The data for poor neighborhoods are very homogenous. There are some outliers price-wise, but over all not much difference ($\mu = 173.53, median = 166.67, s = 49.34$). All properties are outside of Seattle, so there is not much variability in distance to center. Time since renovation is also very homogenous (right skewed, $\mu = 29.63, s = 15.31, median = 29.50$).
Additionally, there are very few properties with condition ratings of 1 and 2, reducing their weights. 
This might explain why we don't see any stronger correlations.


## Recommendation for Client

Since there are no meaningful correlations, it doesn't seem necessary to exclude further zip code areas in respect to distance to city center.
As for expected (renovation) costs it seems to make sense to look closer into properties with a KCH condition rating of 2 or 3 (1 would most probably become very expensive which would be represented in the later selling price).

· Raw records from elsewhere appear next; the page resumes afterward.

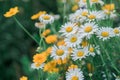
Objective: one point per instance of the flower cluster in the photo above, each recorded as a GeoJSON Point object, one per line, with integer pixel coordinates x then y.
{"type": "Point", "coordinates": [78, 40]}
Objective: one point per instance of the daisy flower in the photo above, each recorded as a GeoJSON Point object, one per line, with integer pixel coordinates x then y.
{"type": "Point", "coordinates": [68, 29]}
{"type": "Point", "coordinates": [97, 1]}
{"type": "Point", "coordinates": [83, 3]}
{"type": "Point", "coordinates": [45, 18]}
{"type": "Point", "coordinates": [76, 17]}
{"type": "Point", "coordinates": [105, 33]}
{"type": "Point", "coordinates": [73, 40]}
{"type": "Point", "coordinates": [59, 52]}
{"type": "Point", "coordinates": [98, 15]}
{"type": "Point", "coordinates": [79, 54]}
{"type": "Point", "coordinates": [116, 31]}
{"type": "Point", "coordinates": [37, 66]}
{"type": "Point", "coordinates": [91, 50]}
{"type": "Point", "coordinates": [74, 74]}
{"type": "Point", "coordinates": [88, 29]}
{"type": "Point", "coordinates": [79, 15]}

A further consideration of time since last renovation is only in so far efficient if we focus on properties where we have that information or which are not older than 40 years. Otherwise this information would have to be retrieved from KCH. It should be considered that the longer ago the last renovation, the more probably unforeseen problems (and costs) will arise, independent from KCH condition rating.

I specifically recommend my client, Erin Robinson, to take properties into consideration for an investment that meet the following criteria:
* properties in 22 *poor* zip code areas
* KCH condition of 2 or 3
* last renovation not longer ago than 40 years
* since it should still be affordable after renovation: $price(total) <= median$ (social responsibility).
* Additionally looking for properties with at least 3 bedrooms to meet needs of families (social responsibility).

The following properties meet all of these criteria:

In [None]:
# Need data frame with all information to look for bedroom number. import
kch = pd.read_csv('data/kch_clean_data.csv')

In [None]:
possible_properties = df.query('(condition==2 or condition==3) and (yrs_since_renovation>0 and yrs_since_renovation<=40)')['id'].values

### Final properties - investment possibilities

In [None]:
final_properties = kch.query('id in @possible_properties and price<=price.median() and price_sqft_living<=price_sqft_living.median() and bedrooms>=3'
                             )[['id','date','price','price_sqft_living','sqft_living','bedrooms','bathrooms','yr_renovated','yr_built','floors','sqft_lot','lat','long']]

final_properties

In [None]:
url_base = 'http://server.arcgisonline.com/ArcGIS/rest/services/'
service = 'World_Street_Map/MapServer/tile/{z}/{y}/{x}'
tileset = url_base + service

m = folium.Map(location=[47.60621, -122.33207], zoom_start=10,\
                control_scale = True, tiles=tileset, attr='USGS style')

m.add_child(plugins.HeatMap(zip(final_properties['lat'], final_properties['long'], final_properties['price_sqft_living']), radius = 12))